Saturday, October 11, 2014

Fed Concerned That Strong Dollar Creating Stability Issue

Are Currencies Unstable?
Recently released minutes from the last Federal Reserve meeting confirmed growing concern about the pressure a stronger dollar is putting on other currencies around the world. Bottom-line is other currencies are under assault because both economies are weak and countries are buried in debt they can never repay at real market interest rates. This adds a great deal of validity to an article I recently penned concerning a somewhat unnoticed shift in the currency markets. In an article on Sept. 20th titled "Caution Alert, Currencies May Get Wild" I outlined how for months the major world currencies had traded in a narrow range as if held in limbo by some great force. But, that may be changing and using history as a guide markets show no mercy when this shift occurs.

A Bloomberg article by October 8th delves into how the dollar fell from almost a four-year high after Federal Reserve minutes were released last week. They showed officials are concerned that the global slowdown and a stronger currency also pose risks to the U.S. economic outlook. Afterwards, the greenback weakened  as futures traders lowered bets the Fed will lift interest rates. “It kind of looks like the Fed will take any excuse not to normalize rates in the near term,” Lennon Sweeting, a San Francisco-based dealer at the broker and payment provider USForex Inc., said in a phone interview. “What we’re seeing is consolidation and probably a brief period of stability. Overall, the bull rally on the dollar is still intact.

I contend that the central banks have made an effort to reinforce feelings of economic stability by keeping currencies trading in a "quiet" range. This has allowed people to think the global economy was on sound footing as central banks across the world continued to print and pump out money chasing the "ever elusive growth" that always appears to be just around the corner. Because of weak demand for goods little reason has existed to pump this money into investments in buildings and equipment thus much of it has flowed into intangible investments. This is the reason inflation has not been a major problem and explains the surge of stock prices to all time highs. Yes, this is a bubble manipulated higher by those with money chasing returns and taking on risk in a low interest rate environment. Have no doubt the seeds for inflation in the future have been planted everywhere.

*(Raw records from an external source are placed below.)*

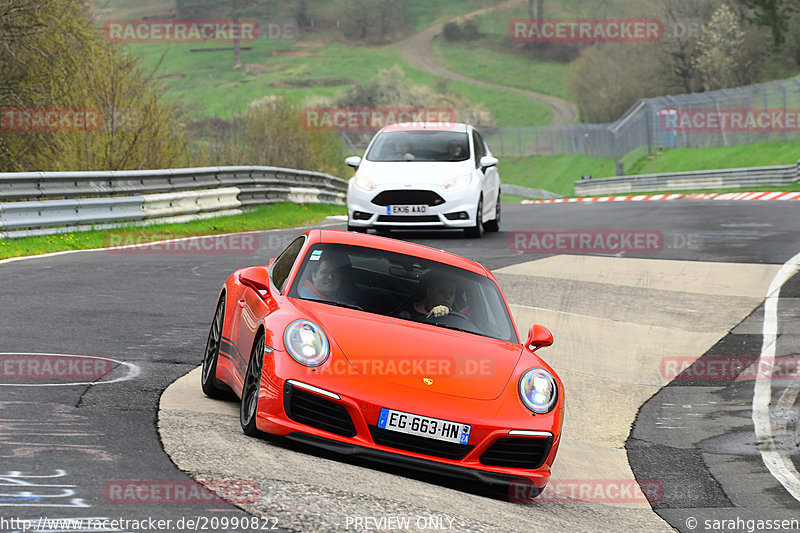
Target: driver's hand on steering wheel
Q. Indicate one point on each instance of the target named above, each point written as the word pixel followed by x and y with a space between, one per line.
pixel 439 310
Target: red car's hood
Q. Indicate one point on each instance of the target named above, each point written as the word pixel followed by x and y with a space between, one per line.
pixel 421 356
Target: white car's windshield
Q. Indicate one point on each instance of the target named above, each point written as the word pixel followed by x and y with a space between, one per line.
pixel 420 146
pixel 405 287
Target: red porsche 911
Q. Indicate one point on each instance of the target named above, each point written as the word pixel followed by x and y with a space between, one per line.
pixel 371 346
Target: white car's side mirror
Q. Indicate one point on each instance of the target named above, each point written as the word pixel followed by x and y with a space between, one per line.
pixel 488 161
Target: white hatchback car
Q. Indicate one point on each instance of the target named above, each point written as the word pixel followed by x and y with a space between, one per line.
pixel 425 176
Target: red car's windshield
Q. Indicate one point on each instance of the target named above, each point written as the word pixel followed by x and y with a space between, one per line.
pixel 405 287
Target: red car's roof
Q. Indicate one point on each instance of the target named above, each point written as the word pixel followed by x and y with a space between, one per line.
pixel 394 245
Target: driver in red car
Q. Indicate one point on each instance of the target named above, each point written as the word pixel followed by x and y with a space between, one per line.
pixel 326 280
pixel 440 292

When investors become unwilling to buy the bonds of heavily indebted nations causing the bond bubble to burst the values of currencies in those countries will tumble. John Maynard Keynes said By a continuing process of inflation, government can confiscate, secretly and unobserved, an important part of the wealth of their citizens. As the central banks print like crazy to control interest rates on bonds they devalue the currency. While there are not many Bond Vigilantes there are a slew of  Currency Vigilantes and they are ready to make their presence known. Recent weakness in the value of the Yen, Pound, and Euro must not go unnoticed. The Currency Vigilantes are acutely aware of when a currency is overvalued or ready to be re-pegged and pounce on the weak currency to tear it apart.

Today we live in an age when billions of dollars can be traded in just the blink of an eye, imagine how fast things could go to hell. Even the batch of recently created money will be used against the Central Banks that created it. The country most vulnerable to a currency collapse is Japan which faces a wall of debt that can only be addressed by printing more money and debasing their currency.  Often because of its size people forget that little Japan is the worlds third largest economy making it a huge economic power with a big shadow. The recent multi-year lows in the yen are very important. When Japan crumbles it will be felt across the world. I believe the cross-border flow of money leaving Japan is one reason many of the worlds stock markets have remained so resilient.

With the death of the Yen the myth that advanced Democratic countries are immune to hyperinflation will be destroyed. Soon after that people will realize that the Euro, Pound, and even the Dollar are not safe from hyperinflation.  Japan will be the first domino to fall, but not the last. This will bring much clarity to the debate of whether the next crisis will be of a deflationary or inflationary nature. The dollar is not immune, but I predict it will be the last to go. More and more often we seen Central Bankers forced to pull rabbits out of their hats knowing if people lose faith in the major currencies the system will come crashing down around our ears.  As we stand on the abyss central bankers will be forced to print so much worthless paper the money it will act as a cushion to our fall but not change the reality currencies are about to be debased.

Footnote; As always your comments are encouraged. World Central Banks have been on this murky path for a long time, please see the following posts. One deals with how this has detached from reality and other looks at how if a meltdown occurs many people will use it as a reason to adopt a new "world currency"

Footnote #2; My apologies for again returning to the subject of "currencies" so soon but, I found the Federal Reserve minutes a compelling reason to do this article.